Die KfW fördert Vorhaben von Privatpersonen, aber auch von Kommunen, Wohnungsgesellschaften und Genossenschaften. Auch Käufer von neu sanierten Wohnungen oder Mieter, die mit der Zustimmung ihres Vermieters sanieren, können die Fördermittel vom Staat beantragen. Eine Kombination mit anderen Förderprogrammen ist möglich (zum Beispiel BAFA-Zuschuss für ein Gutachten).

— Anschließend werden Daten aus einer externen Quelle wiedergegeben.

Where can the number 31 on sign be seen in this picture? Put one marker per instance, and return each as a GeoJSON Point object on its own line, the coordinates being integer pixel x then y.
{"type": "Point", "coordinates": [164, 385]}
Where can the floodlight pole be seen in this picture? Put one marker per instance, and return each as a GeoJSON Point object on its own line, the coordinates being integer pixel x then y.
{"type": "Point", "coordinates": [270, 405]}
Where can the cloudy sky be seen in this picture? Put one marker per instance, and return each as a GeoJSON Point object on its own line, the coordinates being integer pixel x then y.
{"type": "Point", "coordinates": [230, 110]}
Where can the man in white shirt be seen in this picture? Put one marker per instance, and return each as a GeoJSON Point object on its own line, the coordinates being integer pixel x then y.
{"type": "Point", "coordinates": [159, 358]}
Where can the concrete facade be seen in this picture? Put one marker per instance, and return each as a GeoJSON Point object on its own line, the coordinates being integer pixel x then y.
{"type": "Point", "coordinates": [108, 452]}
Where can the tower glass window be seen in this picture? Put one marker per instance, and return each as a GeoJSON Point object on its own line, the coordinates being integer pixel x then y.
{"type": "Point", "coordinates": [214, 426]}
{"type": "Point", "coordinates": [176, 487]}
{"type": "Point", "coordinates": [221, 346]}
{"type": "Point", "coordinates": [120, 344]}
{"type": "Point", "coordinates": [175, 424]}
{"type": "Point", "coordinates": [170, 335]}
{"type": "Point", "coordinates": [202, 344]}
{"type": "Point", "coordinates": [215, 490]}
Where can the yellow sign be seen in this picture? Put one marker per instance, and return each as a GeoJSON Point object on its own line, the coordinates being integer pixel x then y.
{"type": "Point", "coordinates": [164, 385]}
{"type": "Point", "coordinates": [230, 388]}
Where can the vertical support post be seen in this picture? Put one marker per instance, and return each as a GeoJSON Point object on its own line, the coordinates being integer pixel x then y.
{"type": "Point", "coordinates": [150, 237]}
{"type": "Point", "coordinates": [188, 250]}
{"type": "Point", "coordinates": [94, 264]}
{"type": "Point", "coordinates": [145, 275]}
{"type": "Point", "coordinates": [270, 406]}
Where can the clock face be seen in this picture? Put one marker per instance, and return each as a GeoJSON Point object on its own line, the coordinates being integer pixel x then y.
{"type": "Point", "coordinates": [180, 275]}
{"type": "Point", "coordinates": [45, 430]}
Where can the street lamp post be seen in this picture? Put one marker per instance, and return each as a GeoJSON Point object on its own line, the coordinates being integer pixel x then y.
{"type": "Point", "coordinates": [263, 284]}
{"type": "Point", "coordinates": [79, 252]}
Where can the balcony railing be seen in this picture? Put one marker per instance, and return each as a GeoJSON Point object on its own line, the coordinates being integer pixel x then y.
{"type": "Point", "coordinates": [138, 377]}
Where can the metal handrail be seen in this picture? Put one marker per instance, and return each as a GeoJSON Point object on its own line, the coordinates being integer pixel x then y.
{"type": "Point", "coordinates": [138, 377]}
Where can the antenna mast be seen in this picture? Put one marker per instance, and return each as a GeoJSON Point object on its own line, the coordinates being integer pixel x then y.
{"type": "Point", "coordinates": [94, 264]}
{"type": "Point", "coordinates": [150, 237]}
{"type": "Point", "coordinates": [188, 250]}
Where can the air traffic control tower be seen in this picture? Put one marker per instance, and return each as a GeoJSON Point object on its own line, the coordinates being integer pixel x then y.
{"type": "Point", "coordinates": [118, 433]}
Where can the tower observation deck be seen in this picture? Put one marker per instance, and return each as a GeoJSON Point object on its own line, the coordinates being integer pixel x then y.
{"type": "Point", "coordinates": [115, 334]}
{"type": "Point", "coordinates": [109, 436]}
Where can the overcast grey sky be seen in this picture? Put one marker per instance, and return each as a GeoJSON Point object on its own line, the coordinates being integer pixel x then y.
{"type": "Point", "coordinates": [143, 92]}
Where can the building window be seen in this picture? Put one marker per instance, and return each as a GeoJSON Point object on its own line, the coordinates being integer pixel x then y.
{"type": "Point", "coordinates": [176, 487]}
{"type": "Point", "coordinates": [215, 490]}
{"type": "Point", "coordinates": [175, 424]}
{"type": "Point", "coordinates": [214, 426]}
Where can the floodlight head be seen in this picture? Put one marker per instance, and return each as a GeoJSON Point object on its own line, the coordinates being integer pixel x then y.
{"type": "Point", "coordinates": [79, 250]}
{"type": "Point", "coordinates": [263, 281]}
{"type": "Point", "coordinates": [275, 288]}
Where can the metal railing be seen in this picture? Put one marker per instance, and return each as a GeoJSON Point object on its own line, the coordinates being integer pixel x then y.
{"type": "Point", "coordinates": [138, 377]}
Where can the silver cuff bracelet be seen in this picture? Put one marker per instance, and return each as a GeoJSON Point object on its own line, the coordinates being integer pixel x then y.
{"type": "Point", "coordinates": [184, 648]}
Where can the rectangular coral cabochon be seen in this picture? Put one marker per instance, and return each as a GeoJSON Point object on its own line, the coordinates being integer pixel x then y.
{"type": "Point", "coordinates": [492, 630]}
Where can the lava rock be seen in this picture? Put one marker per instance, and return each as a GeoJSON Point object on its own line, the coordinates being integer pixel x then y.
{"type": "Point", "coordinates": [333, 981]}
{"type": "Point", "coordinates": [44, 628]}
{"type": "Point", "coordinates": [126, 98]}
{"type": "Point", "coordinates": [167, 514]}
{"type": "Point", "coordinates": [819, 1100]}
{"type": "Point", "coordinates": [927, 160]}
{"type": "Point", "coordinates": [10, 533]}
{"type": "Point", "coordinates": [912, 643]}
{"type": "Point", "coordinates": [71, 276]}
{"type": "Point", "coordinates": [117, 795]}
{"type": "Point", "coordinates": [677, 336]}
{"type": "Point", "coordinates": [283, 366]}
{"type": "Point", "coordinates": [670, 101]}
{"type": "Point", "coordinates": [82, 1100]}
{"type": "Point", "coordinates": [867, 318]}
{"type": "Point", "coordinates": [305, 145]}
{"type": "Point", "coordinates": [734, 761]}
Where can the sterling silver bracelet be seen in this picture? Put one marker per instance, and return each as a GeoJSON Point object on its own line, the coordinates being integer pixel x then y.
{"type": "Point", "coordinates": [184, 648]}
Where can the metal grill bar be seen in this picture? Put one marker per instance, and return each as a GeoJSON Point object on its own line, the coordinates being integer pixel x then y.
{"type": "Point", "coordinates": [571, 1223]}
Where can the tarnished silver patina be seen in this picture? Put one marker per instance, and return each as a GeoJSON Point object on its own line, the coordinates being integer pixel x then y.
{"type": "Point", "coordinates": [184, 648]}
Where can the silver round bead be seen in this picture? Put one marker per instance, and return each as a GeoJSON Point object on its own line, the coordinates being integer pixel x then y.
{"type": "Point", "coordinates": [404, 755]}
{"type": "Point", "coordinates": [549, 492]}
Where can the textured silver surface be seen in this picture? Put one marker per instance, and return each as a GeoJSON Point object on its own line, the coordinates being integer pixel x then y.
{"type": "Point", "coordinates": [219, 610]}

Allerdings darf die gesamte Fördersumme nicht höher sein als die entstandenen Kosten.

Für einzelne Maßnahmen und die komplette Sanierung gilt: KfW-Darlehen und Tilgungszuschüsse sind daran geknüpft, dass ein Energieberater oder Bausachverständiger die Sanierungsmaßnahmen begleitet. Der Antrag auf Fördermittel muss vor dem Kauf oder vor dem Beginn der Sanierung bei der Hausbank gestellt werden. Maßnahmen an Gebäuden, für die vor dem 1. Januar 1995 der Bauantrag gestellt wurde oder an Ferien- und Wochenendhäuser sind nicht förderfähig. 

Sonderförderung "Energieeffizient Sanieren"

Zusätzlich gibt es ein Sonderprogramm, worüber die KfW ausschließlich für folgende Arbeiten Fördermittel vergibt:

  • Ersatz von alten Nachtspeicheröfen (Zuschuss von 150 Euro je abgebautem Gerät)
  • Umbau von bestehenden Heizungen, um die Wärmeverteilung zu verbessern (Zuschuss von höchstens 25 Prozent der Kosten)
  • Baubegleitung durch einen Sachverständigen (50 Prozent der Kosten, höchstens jedoch 2.000 Euro)

Programm "Altersgerecht Umbauen"

Weg mit den Barrieren in den eigenen vier Wänden: Damit ältere und behinderte Menschen möglichst lange in ihrer gewohnten Lebensumgebung bleiben können, fördert die KfW über das Programm "Altersgerecht Umbauen" das barrierefreie Sanieren bestehender Wohnungen und Häuser. Vorausgesetzt wird, dass die Arbeiten von einem Fachunternehmen ausgeführt werden.

Gefördert werden nicht nur Immobilieneigentümer. Auch Wohnungsgenossenschaften, Gemeinden, Mieter (mit Zustimmung des Vermieters) und Käufer von frisch sanierten Wohnungen oder Häusern (ab 01. Juli 2010) können vom Fördertopf profitieren. Wer barrierefrei saniert, muss mindestens 6.000 Euro investieren, um einen Zuschuss von fünf Prozent der förderfähigen Investitionskosten zu erhalten. Maximal gefördert werden 2.500 Euro pro Wohneinheit. Der Höchstbetrag für Darlehen mit bis zu 30 Jahren Laufzeit und zehn Jahren Zinsbindung liegt bei 50.000 Euro. Die Darlehen sind in den ersten ein bis fünf Jahren (je nach Darlehensvariante) tilgungsfrei. Eine vorzeitige Rückzahlung des Darlehens oder von Teilbeträgen ist jederzeit kostenfrei möglich. Beantragt wird das Darlehen nicht über die KfW, sondern über die jeweilige Hausbank, die das Darlehen vermittelt.

Programm "Wohnraum Modernisieren – Standard"

Die KfW fördert mit dem Programm "Wohnraum Modernisieren" eine Vielzahl von Modernisierungsmaßnahmen, die den Wohnwert verbessern. Hierzu zählen zum Beispiel: Änderung des Grundrisses, Sanitärinstallationen, Balkonanbau oder Heizungserneuerung.

KfW-Darlehen gibt es für bis zu 100 Prozent der Modernisierungskosten, jedoch höchstens 100.000 Euro pro Wohneinheit. Die Darlehen mit bis zu 30 Jahren Laufzeit und zehn Jahren Zinsbindung sind anfangs tilgungsfrei. Eine vorzeitige Rückzahlung des KfW-Darlehens oder von Teilbeträgen ist jederzeit kostenfrei möglich. Das Förderdarlehen wird nicht bei der KfW, sondern bei einer normalen Bank beantragt.